Ondi Timoner’s Coming Clean is the kind of issue-advocacy documentary that’s full of slogans and sound bites. The magnitude of opioid overdose deaths is referred to in numbers of “9/11s,” “plane crashes” and “Super Bowls” and the solution, we’re assured, lies in the motto of treatment-first proponents, spoken by at least three different people over the course of the film: “The opposite of addiction is connection.” Timoner’s arguments are sound–not to mention moral–but her info-dump approach tends toward the superficial. A documentary on the subject with a more specific focus and depth (like Jessica Earnshaw’s Jacinta, which played festivals last year) might stick around longer in the memory.

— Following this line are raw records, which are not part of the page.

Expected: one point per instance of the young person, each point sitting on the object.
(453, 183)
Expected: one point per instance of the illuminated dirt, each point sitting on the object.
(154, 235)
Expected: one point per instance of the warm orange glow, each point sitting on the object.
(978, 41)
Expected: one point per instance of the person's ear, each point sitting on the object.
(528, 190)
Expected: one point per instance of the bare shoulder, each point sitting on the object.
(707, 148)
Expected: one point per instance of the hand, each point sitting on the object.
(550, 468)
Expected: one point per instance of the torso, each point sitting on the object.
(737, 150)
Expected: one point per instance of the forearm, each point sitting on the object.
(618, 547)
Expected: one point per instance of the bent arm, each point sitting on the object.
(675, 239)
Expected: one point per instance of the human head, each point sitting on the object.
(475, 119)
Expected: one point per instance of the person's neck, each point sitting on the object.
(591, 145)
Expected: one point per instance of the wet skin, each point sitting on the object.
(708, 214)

Timoner examines the opioid epidemic mostly by focusing on Utah and Colorado. These are not just places where the addiction and death rates are especially high but also places where she finds politicians dedicated to doing something about it using compassion and well-vetted research.

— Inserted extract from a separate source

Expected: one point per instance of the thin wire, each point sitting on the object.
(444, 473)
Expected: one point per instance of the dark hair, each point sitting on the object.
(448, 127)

Coming Clean opens with a lengthy montage of news clips about opioid addiction and overdoses. This turns out to be a kind of vision board for the movie. With its journalistic efficiency and digestible infographics, it begins to feel itself like a feature length version of a TV newsmagazine segment.

Timoner’s interviewees (including Mike Moore, the former Mississippi Attorney General who led the charge against tobacco companies in the 90s and played himself in The Insider) make sure to spread the blame for opioid proliferation all up and down the lines of sale, distribution, marketing, approval and prescription. With a cycle that sees people leave the FDA and get directly hired by pharmaceutical companies, Moore establishes that, “the fault starts with the government.” But he and the other politicians profiled, like former Salt Lake County mayor Ben McAdams and Colorado State Senator Brittany Pettersen, believe that the solution lies there too. Coming Clean isn’t just a survey of the opioid epidemic; it aspires to be a guidebook to its resolution, advocating for increasing legalization with a subsequent focus on treatment instead of punishment. It also offers arguments about the economic benefits of such an approach for the soulless viewers to whom saving lives is not incentive enough. Politically, though, Timoner seems not to know what to do with the racial factors that make opioids and largely white opioid addicts less stigmatized than the largely BIPOC populations who suffered under previous drug crises, acknowledging these factors’ existence without really engaging.

For all the fine points it makes, Coming Clean is at its most powerful when it remembers that the addicts it’s profiling are human beings, not numbers. All of the packaged inspirational stories can’t compete, when it comes to eliciting sympathy, to the moment when a woman calls her mother to announce the very big news that she’s checking herself into rehab and the mom, having long ago learned not to get her hopes up, responds coldly and officiously. Powerful instances like this one are too few and too far between.

Instead, Timoner tries to make up for the general flatness of her film with self-conscious flash, cheesy bits of faux-profundity like projecting images and headlines onto her interviewees’ stoic faces. Coming Clean makes for a well-researched educational tool but that’s not the same thing as a good film.